Colher a música que se semeou

À medida que me aproximo das quatro décadas a (tentar) semear música a sul, continuo a ficar desiludido com o que observo e com o que muitos alunos me dizem ser o seu conhecimento da música produzida na região onde vivem com os seus pais. Ao contrário do tempo em que tinha a sua idade, é hoje possível, no Algarve, ter uma oferta diversificada no que concerne aos vários géneros e tendências musicais. Mas se assim é, porque é que continuo a ter uma média de 75% de alunos dos segundo e terceiro ciclos de escolaridade a responder-me que nunca assistiram, a título de exemplo, a um concerto ao vivo de uma orquestra ou de uma banda de jazz?

É claro que de pouco serve oferecer música sem antes estimular os sentidos do potencial consumidor/apreciador para a devida fruição. Para que tal aconteça é, obviamente, necessário plantar - de forma continuada - o gosto pelas várias formas de nos expressarmos através de uma língua/linguagem comum – a Música. 

Sabendo que é desde os últimos meses de gestação da mãe que se inicia o percurso de estímulo para o pleno e abrangente gosto pela música, foi o meu desiderato, há 20 anos, criar uma produção destinada aos pais e bebés até aos 24 meses. Batizei-a de “Música de Pais para Filhos” e, para lhe dar corpo, chamei os mais habilitados pais/músicos algarvios que, tal como eu, acreditavam nos objetivos da mesma. 

Foi assim que no dia 17 de novembro de 2001, na Biblioteca Municipal de Faro, iniciámos um percurso que, volvidas duas décadas, fruto do desinteresse da maioria das autarquias algarvias e por contingências várias, terminou. Pretendíamos estimular os sentidos; promover a audição passiva e ativa; ensinar a distinguir morfologicamente os instrumentos; promover o conhecimento e identificação dos timbres dos instrumentos; estimular a interação e aproximação entre pais e filhos;  exercitar a memória tímbrica, melódica e rítmica; promover a audição, a seleção e a apreciação; potenciar o desenvolvimento das várias competências cognitivo/artísticas; estimular a aprendizagem da música enquanto língua, paralelamente à da fala. 
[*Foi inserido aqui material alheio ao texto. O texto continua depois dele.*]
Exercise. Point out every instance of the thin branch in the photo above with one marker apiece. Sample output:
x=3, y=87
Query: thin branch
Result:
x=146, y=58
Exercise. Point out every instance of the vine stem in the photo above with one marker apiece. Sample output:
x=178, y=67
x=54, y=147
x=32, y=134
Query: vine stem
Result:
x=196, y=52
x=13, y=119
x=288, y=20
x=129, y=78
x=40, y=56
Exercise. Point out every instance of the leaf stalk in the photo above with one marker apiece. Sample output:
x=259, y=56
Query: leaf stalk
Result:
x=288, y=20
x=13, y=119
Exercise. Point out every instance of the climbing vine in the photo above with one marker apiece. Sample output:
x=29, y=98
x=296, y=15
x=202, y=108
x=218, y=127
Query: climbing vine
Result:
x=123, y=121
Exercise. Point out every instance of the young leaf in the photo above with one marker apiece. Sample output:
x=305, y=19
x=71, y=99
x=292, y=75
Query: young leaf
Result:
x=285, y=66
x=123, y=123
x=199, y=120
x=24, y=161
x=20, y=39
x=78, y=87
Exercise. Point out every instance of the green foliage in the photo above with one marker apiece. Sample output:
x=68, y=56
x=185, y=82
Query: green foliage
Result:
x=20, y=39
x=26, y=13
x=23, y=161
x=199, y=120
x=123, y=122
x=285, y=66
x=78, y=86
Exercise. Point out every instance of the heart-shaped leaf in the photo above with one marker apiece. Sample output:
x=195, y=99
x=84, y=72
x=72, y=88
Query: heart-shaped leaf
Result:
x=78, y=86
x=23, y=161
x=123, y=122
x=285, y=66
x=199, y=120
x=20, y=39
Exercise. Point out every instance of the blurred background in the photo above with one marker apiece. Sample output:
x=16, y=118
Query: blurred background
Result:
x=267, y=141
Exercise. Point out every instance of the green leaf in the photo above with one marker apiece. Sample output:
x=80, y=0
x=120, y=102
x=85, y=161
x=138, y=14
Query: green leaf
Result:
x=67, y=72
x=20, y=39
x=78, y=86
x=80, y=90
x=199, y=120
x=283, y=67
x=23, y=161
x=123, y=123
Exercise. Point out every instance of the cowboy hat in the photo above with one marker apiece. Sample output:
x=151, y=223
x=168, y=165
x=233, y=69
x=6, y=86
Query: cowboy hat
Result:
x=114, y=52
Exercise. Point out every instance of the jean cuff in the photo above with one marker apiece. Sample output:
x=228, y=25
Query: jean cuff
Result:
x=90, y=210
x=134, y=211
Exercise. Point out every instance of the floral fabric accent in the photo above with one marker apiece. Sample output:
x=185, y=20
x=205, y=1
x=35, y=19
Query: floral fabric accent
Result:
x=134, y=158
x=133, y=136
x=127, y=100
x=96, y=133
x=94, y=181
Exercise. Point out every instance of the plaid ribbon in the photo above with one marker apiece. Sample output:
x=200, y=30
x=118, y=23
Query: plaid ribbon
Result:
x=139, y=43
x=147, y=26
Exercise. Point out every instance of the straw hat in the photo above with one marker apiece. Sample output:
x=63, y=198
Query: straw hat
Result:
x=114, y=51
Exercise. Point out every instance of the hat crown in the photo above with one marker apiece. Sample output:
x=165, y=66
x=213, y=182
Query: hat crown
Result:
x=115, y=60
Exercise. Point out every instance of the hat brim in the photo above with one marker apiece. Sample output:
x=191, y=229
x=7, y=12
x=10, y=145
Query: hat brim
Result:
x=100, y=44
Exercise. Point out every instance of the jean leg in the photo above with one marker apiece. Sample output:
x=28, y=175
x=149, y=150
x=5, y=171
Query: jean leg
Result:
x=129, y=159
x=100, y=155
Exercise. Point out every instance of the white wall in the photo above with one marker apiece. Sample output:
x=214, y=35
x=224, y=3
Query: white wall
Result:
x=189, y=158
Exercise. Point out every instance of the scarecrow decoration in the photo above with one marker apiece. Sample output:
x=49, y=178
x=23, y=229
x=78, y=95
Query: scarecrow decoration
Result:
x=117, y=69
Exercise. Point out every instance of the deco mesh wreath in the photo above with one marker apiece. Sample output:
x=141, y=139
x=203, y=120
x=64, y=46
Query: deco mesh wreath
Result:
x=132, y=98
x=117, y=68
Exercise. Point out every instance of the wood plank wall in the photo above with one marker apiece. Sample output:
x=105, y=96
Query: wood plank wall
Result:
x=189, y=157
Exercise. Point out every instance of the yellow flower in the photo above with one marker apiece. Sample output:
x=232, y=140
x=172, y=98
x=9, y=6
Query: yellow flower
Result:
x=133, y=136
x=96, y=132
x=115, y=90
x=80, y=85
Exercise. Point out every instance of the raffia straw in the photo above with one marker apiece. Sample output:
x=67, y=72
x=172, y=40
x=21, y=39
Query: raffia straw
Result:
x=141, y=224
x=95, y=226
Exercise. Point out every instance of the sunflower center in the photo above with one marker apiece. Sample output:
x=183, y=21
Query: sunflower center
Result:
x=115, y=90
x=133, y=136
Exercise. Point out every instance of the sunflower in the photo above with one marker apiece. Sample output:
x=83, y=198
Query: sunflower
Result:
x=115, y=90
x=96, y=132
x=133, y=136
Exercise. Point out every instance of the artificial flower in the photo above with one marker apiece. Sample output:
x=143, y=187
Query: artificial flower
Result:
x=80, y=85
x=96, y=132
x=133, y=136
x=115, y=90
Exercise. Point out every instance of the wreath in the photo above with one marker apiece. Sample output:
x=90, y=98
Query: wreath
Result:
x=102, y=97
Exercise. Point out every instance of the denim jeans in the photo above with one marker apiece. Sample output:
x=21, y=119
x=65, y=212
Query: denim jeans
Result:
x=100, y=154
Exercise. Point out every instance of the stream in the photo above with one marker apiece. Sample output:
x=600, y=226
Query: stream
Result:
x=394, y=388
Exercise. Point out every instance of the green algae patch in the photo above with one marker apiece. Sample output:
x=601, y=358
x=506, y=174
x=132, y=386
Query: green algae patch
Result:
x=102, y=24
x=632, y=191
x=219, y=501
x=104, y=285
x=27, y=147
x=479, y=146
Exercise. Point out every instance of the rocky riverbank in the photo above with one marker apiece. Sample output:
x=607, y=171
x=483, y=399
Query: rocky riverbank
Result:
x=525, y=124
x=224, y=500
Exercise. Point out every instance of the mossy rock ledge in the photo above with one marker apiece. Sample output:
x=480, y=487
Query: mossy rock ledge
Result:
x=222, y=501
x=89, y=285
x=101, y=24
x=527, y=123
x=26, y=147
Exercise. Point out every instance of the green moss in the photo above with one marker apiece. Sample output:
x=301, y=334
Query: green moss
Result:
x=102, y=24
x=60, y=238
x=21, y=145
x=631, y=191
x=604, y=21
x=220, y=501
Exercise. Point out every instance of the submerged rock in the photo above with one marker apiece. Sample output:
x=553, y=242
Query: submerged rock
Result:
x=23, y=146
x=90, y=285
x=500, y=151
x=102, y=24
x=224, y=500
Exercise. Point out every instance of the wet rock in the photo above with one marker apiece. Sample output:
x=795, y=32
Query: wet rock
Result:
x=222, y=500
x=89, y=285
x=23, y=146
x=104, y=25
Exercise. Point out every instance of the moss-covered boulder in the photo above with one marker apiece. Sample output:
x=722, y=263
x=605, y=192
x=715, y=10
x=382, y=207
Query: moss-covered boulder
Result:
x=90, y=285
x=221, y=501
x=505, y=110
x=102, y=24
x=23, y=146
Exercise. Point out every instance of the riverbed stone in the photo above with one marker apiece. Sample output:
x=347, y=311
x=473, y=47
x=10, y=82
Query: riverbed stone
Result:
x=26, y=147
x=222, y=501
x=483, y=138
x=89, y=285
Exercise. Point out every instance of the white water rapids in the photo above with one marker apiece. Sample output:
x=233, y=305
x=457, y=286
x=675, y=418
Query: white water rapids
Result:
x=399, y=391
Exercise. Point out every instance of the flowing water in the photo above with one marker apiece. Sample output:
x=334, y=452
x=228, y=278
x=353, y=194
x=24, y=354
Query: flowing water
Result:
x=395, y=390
Quase a celebrar 20 anos, seria interessante a entidade produtora (Associação Cultural Música XXI) juntar os progenitores e os então bebés (felizmente registados numa reportagem da RTP) para partilharem as suas opiniões sobre de que forma as suas participações nas várias sessões da produção “Música de Pais para Filhos” influiu na sua atual relação com a música.

Conhecendo alguns desses então bebés, tenho como corolário e satisfação ver um deles a ensinar, hoje, piano à minha filha.  Efetivamente, somos o resultado daquilo que semeamos!